Why This Queer Couple Got Hitched Five Times

Our first engagement photo in 1992

I’ve been married 28 years to the same person, though half that time he identified as a lesbian and for the last 14 years as a transgender man. Because we started “marrying” long before marriage equality was legal, we’ve now had five wedding ceremonies — each one a move forward in our legal protections.

1999 Willie Brown Wedding Diane Jacob

Above: Our 1999 wedding with best man Jeff and maid of honor Athena.

In 1985, West Hollywood become the first city in the nation to create legal status by passing a domestic partnership ordinance. It was the first place we went to get hitched, having a private ceremony for two and framing our certificate like it was a Harvard diploma. When we moved to Marin County, Calif., in 1993, we had our second wedding with our domestic partnership papers in tow. Then in 1999, California established the nation’s first statewide domestic partnership registry. In celebration, we were invited to join a small group of long-term LGBTQ couples for a ceremony officiated by San Francisco Mayor Willie Brown. My husband (and Advocate deputy editor) Jacob and I wore matching white dresses, were interviewed on national news, and our colleagues at Girlfriends magazine threw us a queer wedding shower I’ll always remember.

2004 Newsome Wedding Diane Jake Courtesy Di

Above: Our 2004 V-Day Newsom wedding.

It was meaningful, but not equivalent to legal marriage (we were missing more than 1,000 federal rights). When we learned on Valentine’s Day in 2004 that then-San Francisco mayor (and now California governor) Gavin Newsom was marrying couples at City Hall, we rushed down and spent a day in line with dozens of other queer couples. Florists delivered flowers sent from loving strangers in congratulations. It was thrilling and I spent much of the day in tears.

2006 Real Wedding Diane Jacob1 Courtesy

Above: 2006: finally legal (that’s a gay-friendly priest!)

Unfortunately, 29 days later, the weddings were halted and our marriage was discarded as a defiant act of civil disobedience.

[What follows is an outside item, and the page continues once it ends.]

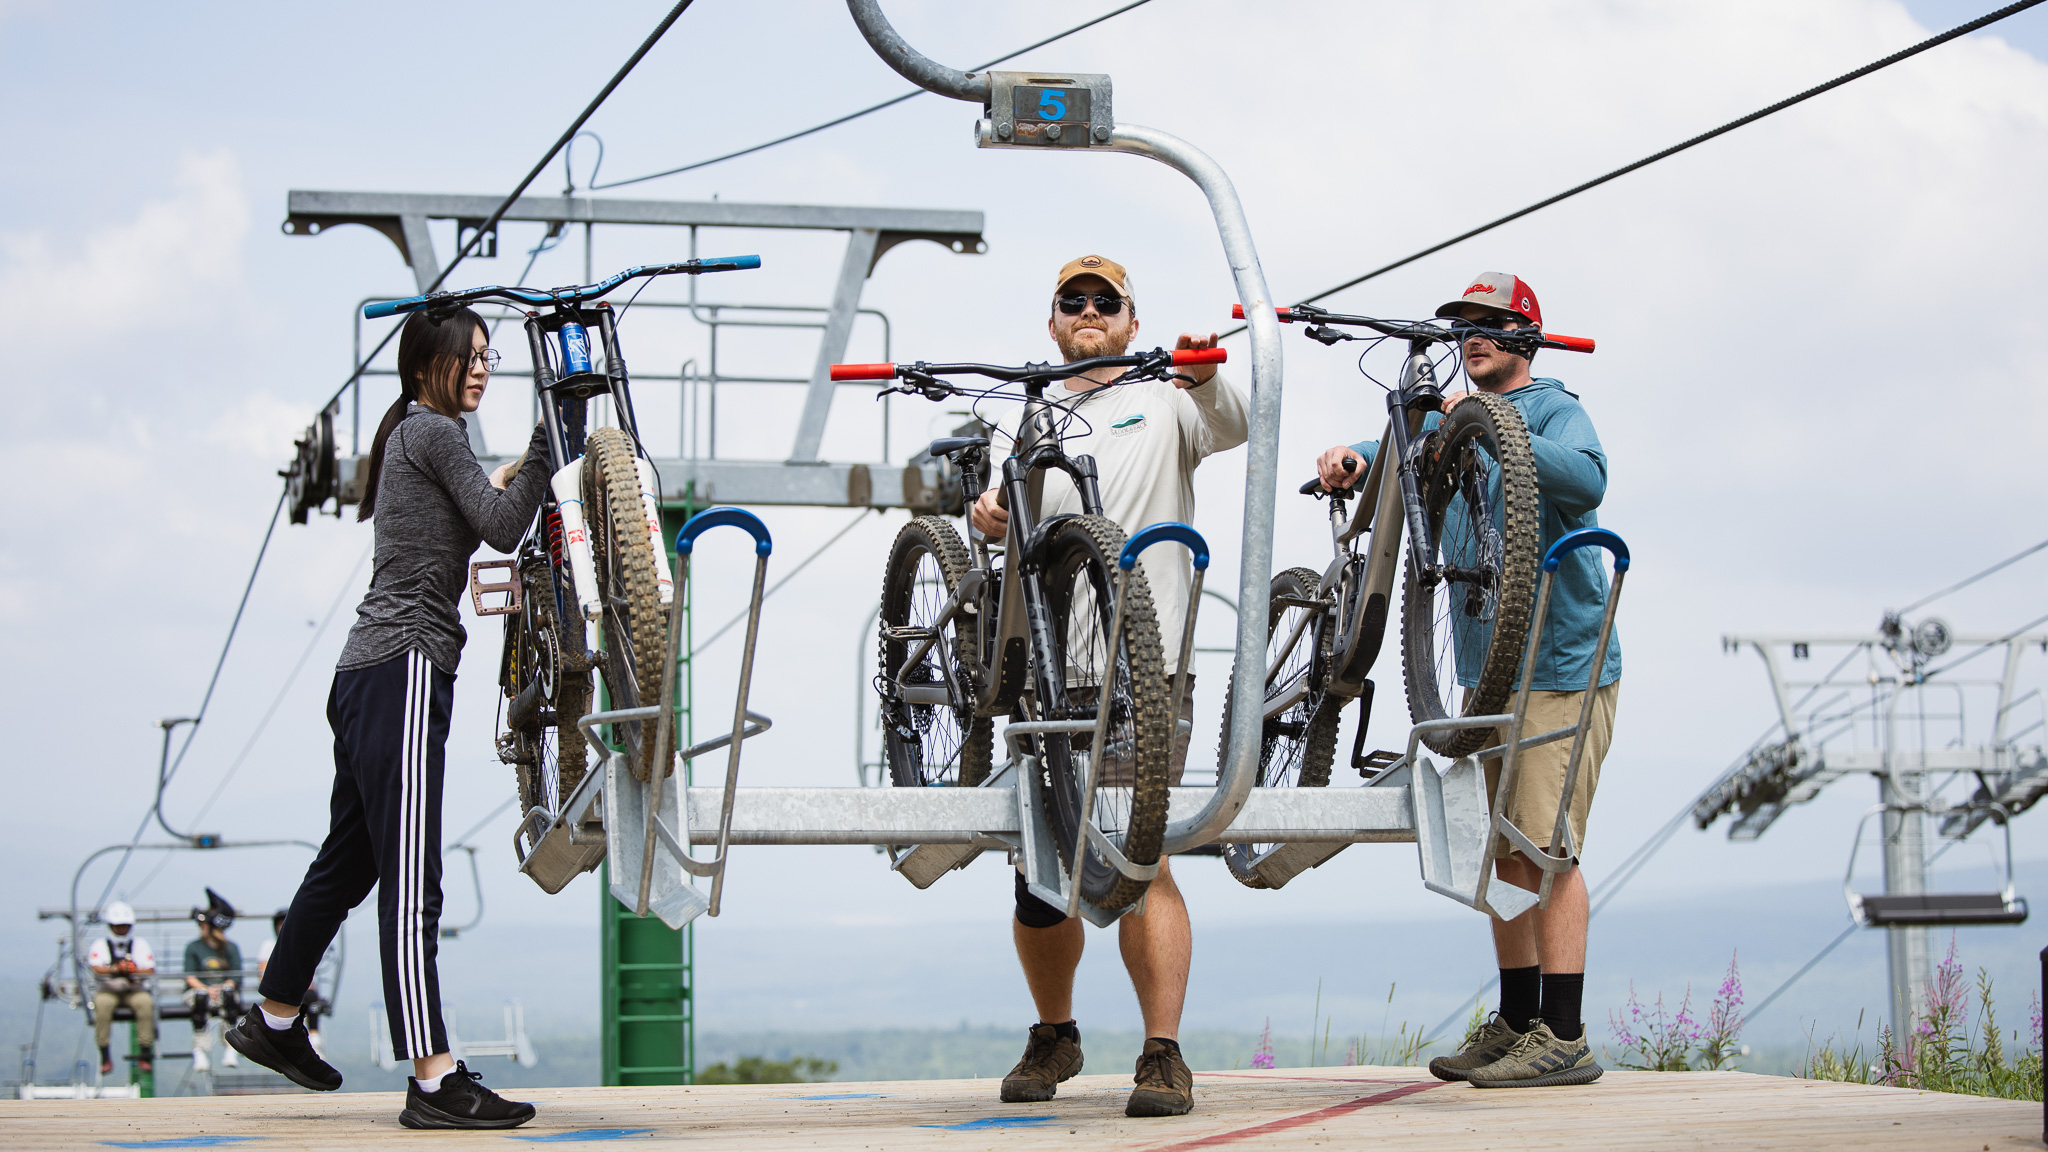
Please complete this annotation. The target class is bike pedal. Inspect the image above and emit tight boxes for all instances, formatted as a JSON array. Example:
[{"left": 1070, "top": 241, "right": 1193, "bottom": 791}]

That same year, several couples, including my friends Robin Tyler and the late Diane Olson sued for the right to marry — and in 2008 the California Supreme Court ruled in their favor. But hopes of marriage equality were quickly dashed when Proposition 8 passed, stripping the state’s same-sex couples of the right to wed. That’s when Tyler, Olson, and others contested the constitutionality of Prop. 8, and it was eventually struck down in 2012 by a federal appeals court (the U.S. Supreme Court let that ruling stand the following year). Meanwhile, several other lawsuits — including from Edie Windsor and Jim Obergefell — also pushed the issue of marriage equality to the nation’s highest court, which eventually ruled to legalize same-sex marriages nationwide in 2015.

2015 Dianejake Lancemichael Courtesydi

Above: With Lance Bass and his hubby at Ft. Lauderdale’s Love is Love wedding in 2015 (now they’re becoming dads!)

For us, something else happened. My wife became my husband, and as soon as his driver’s license reflected his gender we could legally wed. After decades of fighting for marriage equality, it felt strange to suddenly have the privilege because the law now viewed us as an “opposite-sex” couple. We polled our queer friends, and at their urging in 2006 we celebrated a fifth wedding (a “they can’t take this one away from us” ceremony). We put it together ourselves for $2,000, despite a wedding planner’s assurances it would take at least 10 times that amount in the San Francisco Bay Area. Most of our family came and—proving that nothing matches a legal marriage—many treated our 15-year relationship as more “real” afterwards. (We symbolically wed again in 2015, when we joined Lance Bass and his hubby as ambassadors for the Love is Love event, a legal mass wedding ceremony, at the W Fort Lauderdale hotel.)

2019 Diane And Jake 1 By Luke Fontana

Above: Us today, by Luke Fontana

In hindsight, our 28-year marriage is a reflection of the marriage equality movement. Something we didn’t think would be possible when we were kids turned into something we desperately fought for—to have the legal and economic protections afforded to straight couples. That we’ve come a long way in nearly three decades is reflected in the words and lives of the LGBTQ couples we interviewed in this issue, including our cover stars, Laila and Logan Ireland, a trans military couple who aren’t letting Trump’s trans ban disrupt their love or derail their lives.

Our relationship also reflects the movement in that we have had rights granted and then stripped away, more than once. Politicians in places like Tennessee are trying to legally take this right away from us again, but we’ll keep fighting.

So embrace love when you find it. Make your special day yours and your loved one’s alone. Nothing will take that away.